Now you can use the area-above functions to create clipping paths like this:
var defs = svg.append('defs');
defs.append('clipPath')
.attr('id', 'clip-traffic')
.append('path')
.datum(YOUR_DATASET)
.attr('d', areaAboveTrafficLine);
defs.append('clipPath')
.attr('id', 'clip-rate')
.append('path')
.datum(YOUR_DATASET)
.attr('d', areaAboveRateLine);
The id attributes are necessary because we need to refer to those definitions when actually clipping the paths.
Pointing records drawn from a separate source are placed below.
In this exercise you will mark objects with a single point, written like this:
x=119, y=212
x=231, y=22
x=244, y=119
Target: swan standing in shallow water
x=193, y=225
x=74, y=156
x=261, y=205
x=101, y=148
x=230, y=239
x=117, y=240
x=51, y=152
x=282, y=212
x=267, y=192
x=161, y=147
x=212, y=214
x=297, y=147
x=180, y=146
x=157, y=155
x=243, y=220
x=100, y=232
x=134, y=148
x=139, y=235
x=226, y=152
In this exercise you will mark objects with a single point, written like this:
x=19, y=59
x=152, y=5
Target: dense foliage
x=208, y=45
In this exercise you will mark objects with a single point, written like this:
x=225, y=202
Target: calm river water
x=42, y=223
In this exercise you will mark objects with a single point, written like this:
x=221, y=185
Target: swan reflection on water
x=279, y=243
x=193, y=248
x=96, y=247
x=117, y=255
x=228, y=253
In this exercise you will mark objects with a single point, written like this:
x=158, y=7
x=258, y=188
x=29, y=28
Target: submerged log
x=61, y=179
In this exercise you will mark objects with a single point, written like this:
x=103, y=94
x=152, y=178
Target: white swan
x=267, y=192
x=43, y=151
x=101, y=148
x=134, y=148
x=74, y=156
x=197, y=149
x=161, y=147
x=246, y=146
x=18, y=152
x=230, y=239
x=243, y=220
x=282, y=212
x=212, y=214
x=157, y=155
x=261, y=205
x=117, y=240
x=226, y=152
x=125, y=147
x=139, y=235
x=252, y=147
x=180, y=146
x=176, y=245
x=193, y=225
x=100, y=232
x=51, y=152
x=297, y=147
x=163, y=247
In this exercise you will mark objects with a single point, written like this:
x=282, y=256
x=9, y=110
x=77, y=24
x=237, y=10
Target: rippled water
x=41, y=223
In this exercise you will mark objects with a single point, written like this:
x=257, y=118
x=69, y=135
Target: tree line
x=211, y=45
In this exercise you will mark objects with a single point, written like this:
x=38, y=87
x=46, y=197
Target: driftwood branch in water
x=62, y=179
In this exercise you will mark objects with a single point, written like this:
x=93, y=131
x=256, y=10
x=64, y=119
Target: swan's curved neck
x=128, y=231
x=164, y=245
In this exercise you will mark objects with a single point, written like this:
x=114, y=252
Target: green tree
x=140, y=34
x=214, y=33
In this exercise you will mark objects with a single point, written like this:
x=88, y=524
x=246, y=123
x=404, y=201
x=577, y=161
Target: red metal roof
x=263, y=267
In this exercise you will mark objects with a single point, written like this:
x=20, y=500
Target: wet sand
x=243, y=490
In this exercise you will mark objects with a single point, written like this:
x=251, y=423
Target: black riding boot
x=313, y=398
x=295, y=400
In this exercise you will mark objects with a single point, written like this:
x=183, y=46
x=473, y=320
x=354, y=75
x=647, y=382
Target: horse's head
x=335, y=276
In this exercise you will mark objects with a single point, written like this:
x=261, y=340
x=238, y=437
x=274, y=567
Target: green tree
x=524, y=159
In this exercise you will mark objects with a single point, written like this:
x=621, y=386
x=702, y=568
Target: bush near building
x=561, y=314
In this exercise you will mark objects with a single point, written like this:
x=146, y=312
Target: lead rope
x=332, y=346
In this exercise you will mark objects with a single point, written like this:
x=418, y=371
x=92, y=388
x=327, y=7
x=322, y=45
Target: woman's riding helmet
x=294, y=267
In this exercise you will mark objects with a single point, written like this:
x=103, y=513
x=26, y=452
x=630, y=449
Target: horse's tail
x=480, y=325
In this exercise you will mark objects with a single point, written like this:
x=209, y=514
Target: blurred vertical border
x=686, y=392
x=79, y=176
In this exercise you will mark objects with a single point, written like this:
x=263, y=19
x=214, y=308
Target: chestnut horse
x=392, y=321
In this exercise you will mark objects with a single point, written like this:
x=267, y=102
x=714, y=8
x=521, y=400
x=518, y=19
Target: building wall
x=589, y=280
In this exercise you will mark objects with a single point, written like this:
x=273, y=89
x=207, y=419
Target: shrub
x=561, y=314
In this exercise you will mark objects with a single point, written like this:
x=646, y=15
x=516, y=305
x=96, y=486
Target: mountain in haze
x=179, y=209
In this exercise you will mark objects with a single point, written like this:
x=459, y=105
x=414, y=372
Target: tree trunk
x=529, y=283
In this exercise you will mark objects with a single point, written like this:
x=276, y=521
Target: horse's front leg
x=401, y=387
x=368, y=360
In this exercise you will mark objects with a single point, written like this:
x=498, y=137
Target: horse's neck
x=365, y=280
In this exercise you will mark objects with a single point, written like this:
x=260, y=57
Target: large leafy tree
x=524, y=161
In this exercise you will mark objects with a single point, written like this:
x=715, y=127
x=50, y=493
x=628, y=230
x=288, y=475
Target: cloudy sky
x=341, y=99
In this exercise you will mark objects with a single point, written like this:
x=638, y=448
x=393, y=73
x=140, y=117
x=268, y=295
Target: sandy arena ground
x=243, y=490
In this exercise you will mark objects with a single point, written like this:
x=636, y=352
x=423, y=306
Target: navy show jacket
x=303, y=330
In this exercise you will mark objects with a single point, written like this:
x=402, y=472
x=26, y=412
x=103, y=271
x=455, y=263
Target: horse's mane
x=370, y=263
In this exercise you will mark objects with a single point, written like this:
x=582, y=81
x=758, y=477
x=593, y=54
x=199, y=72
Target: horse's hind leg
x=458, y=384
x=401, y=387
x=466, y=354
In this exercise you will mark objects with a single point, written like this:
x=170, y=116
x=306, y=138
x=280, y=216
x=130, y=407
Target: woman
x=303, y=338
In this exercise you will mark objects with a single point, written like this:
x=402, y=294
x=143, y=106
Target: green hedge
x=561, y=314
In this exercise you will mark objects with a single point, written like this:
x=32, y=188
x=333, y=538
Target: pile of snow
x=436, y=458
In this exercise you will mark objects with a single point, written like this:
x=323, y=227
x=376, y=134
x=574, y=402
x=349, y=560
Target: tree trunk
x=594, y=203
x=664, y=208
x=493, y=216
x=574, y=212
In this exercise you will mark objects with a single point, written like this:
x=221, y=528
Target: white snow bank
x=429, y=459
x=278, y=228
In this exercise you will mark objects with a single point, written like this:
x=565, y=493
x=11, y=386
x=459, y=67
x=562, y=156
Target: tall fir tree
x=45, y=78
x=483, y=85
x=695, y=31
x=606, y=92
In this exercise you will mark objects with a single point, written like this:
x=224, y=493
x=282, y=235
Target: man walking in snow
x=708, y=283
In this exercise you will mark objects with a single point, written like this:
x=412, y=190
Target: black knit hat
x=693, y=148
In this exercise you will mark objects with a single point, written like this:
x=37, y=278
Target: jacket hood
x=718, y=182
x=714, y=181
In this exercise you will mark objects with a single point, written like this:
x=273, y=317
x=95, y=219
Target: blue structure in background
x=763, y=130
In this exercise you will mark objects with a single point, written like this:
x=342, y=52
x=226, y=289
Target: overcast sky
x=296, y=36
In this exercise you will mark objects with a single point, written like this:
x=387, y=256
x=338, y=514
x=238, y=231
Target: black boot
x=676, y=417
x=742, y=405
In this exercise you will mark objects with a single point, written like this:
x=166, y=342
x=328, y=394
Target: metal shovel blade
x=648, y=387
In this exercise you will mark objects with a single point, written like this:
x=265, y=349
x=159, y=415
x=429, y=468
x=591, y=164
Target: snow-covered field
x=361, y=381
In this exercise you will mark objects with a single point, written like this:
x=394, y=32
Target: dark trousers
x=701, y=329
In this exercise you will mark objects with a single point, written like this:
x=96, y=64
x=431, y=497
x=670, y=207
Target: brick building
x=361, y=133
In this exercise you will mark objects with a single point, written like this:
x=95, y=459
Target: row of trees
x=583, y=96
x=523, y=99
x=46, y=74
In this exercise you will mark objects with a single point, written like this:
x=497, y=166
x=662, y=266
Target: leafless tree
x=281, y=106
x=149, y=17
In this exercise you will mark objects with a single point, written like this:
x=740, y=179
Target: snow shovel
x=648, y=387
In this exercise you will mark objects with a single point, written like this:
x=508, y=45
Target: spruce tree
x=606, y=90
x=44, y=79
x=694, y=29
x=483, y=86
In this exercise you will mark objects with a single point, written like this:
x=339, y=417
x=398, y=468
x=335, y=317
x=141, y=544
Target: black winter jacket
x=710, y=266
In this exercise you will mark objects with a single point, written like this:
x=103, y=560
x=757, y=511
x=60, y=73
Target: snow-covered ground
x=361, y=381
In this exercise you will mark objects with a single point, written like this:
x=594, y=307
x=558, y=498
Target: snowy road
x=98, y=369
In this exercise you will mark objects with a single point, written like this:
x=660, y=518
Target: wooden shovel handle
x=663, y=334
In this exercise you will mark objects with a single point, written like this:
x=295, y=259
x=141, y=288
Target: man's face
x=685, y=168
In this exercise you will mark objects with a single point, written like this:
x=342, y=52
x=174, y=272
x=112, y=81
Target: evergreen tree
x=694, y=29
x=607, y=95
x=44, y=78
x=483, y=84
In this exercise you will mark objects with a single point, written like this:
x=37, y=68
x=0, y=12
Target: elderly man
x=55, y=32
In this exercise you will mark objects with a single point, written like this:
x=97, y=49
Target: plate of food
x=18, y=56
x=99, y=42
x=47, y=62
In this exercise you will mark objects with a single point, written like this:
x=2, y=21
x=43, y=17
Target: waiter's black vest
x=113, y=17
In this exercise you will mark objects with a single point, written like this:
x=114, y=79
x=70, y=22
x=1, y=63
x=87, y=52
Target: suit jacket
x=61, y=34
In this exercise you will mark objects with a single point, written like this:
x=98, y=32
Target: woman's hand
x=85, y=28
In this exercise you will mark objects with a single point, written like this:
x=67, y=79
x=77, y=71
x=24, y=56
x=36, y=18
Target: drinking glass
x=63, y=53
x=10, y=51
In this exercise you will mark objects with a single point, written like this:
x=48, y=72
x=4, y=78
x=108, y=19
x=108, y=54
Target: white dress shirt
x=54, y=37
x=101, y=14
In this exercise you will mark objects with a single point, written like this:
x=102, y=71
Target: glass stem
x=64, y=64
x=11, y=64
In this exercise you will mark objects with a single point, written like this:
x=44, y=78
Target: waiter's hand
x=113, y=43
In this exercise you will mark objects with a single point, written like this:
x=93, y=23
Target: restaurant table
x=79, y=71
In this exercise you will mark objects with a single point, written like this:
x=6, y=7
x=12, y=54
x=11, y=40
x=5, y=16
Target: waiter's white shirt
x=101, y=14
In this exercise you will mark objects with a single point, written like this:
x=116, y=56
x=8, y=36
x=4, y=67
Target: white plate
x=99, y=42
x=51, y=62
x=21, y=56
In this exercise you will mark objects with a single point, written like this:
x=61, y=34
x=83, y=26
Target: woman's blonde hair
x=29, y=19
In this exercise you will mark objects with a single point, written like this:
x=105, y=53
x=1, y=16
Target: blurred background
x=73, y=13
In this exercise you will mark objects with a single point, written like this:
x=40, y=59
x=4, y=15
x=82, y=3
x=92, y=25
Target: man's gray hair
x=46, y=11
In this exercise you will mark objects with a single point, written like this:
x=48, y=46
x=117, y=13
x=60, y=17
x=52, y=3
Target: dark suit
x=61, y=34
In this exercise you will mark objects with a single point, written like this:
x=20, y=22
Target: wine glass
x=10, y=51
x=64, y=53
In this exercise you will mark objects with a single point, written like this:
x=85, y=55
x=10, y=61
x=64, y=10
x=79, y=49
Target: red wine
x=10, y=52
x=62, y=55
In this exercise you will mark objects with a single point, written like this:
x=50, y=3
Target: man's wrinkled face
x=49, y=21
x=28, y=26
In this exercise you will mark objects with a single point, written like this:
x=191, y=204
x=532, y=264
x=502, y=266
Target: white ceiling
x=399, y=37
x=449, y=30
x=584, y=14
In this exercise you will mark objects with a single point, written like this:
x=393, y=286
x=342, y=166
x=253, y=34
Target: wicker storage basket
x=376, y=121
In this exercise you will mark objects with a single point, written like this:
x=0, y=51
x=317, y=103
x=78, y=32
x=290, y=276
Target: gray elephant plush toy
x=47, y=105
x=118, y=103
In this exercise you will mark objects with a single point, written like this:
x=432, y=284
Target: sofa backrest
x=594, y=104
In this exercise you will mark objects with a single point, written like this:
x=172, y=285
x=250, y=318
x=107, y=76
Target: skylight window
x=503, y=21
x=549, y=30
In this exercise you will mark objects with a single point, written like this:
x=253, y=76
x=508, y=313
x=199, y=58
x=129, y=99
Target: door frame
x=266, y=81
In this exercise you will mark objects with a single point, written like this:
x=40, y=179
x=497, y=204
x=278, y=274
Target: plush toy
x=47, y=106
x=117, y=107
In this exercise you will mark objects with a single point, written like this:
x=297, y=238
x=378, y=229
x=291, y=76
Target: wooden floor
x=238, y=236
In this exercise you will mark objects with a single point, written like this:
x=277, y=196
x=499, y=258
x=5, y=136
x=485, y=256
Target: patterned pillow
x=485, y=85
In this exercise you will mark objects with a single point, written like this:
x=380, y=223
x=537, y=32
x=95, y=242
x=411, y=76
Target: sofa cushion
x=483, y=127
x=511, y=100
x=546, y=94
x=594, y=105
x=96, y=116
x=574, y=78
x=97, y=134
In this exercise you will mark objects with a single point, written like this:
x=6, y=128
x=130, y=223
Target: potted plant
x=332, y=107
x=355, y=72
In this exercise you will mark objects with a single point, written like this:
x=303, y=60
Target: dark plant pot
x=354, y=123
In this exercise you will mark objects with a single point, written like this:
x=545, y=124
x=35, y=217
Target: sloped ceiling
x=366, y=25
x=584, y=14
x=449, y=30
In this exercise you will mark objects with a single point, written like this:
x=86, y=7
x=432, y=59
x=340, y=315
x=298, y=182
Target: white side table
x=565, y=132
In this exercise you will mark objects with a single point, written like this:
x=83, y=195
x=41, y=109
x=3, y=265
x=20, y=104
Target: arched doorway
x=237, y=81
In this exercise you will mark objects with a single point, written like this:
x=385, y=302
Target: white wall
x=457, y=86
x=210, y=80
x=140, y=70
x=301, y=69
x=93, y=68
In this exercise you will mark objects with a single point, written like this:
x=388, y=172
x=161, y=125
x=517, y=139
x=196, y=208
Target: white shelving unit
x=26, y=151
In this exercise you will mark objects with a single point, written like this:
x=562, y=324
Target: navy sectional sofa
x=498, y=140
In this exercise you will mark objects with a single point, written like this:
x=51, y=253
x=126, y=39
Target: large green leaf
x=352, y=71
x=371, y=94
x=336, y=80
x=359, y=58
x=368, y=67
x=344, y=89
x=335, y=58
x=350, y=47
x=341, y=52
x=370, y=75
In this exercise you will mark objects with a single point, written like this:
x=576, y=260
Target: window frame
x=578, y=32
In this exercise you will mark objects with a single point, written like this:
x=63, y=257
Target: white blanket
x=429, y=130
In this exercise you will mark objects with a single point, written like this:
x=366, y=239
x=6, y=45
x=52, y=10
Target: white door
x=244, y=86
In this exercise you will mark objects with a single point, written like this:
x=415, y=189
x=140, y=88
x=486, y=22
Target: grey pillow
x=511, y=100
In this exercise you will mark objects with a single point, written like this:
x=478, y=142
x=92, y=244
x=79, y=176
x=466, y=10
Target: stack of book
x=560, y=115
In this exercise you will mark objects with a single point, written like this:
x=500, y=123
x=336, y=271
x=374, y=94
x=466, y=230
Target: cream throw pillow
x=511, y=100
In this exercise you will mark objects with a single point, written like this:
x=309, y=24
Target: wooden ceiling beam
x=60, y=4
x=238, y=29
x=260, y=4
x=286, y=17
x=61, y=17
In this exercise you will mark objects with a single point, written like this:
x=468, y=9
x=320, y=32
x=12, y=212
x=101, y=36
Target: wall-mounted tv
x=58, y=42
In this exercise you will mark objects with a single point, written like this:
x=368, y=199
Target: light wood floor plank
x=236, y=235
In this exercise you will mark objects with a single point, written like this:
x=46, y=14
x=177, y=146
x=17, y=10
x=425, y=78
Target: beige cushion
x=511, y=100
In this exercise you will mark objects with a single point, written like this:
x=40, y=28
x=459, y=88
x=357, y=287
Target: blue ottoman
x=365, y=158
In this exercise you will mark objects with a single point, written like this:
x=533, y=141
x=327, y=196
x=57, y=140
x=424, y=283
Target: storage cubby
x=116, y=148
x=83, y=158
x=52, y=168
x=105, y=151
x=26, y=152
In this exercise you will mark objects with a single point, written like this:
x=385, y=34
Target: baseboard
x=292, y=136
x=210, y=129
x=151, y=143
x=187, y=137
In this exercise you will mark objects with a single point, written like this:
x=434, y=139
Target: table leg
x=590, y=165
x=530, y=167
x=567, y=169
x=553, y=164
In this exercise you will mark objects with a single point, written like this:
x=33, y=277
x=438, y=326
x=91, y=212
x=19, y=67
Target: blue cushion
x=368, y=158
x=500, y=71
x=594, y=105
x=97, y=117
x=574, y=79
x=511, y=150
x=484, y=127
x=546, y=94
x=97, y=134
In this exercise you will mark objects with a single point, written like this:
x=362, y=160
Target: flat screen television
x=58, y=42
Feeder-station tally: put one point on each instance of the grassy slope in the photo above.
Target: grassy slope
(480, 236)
Finally, use the area-below functions to draw paths to the svg. The important thing to remember here is that for each area-below, we need to clip to the opposite area-above, so the Rate area will be clipped based on #clip-traffic and vice versa:
// TRAFFIC IS ABOVE RATE
svg.append('path')
.datum(YOUR_DATASET)
.attr('d', areaBelowTrafficLine)
.attr('clip-path', 'url(#clip-rate)')
// RATE IS ABOVE TRAFFIC
svg.append('path')
.datum(YOUR_DATASET)
.attr('d', areaBelowRateLine)
.attr('clip-path', 'url(#clip-traffic)')
After that you'll just need to give the two regions different fill colors or whatever you want to do to distinguish them from one another. Hope that helps!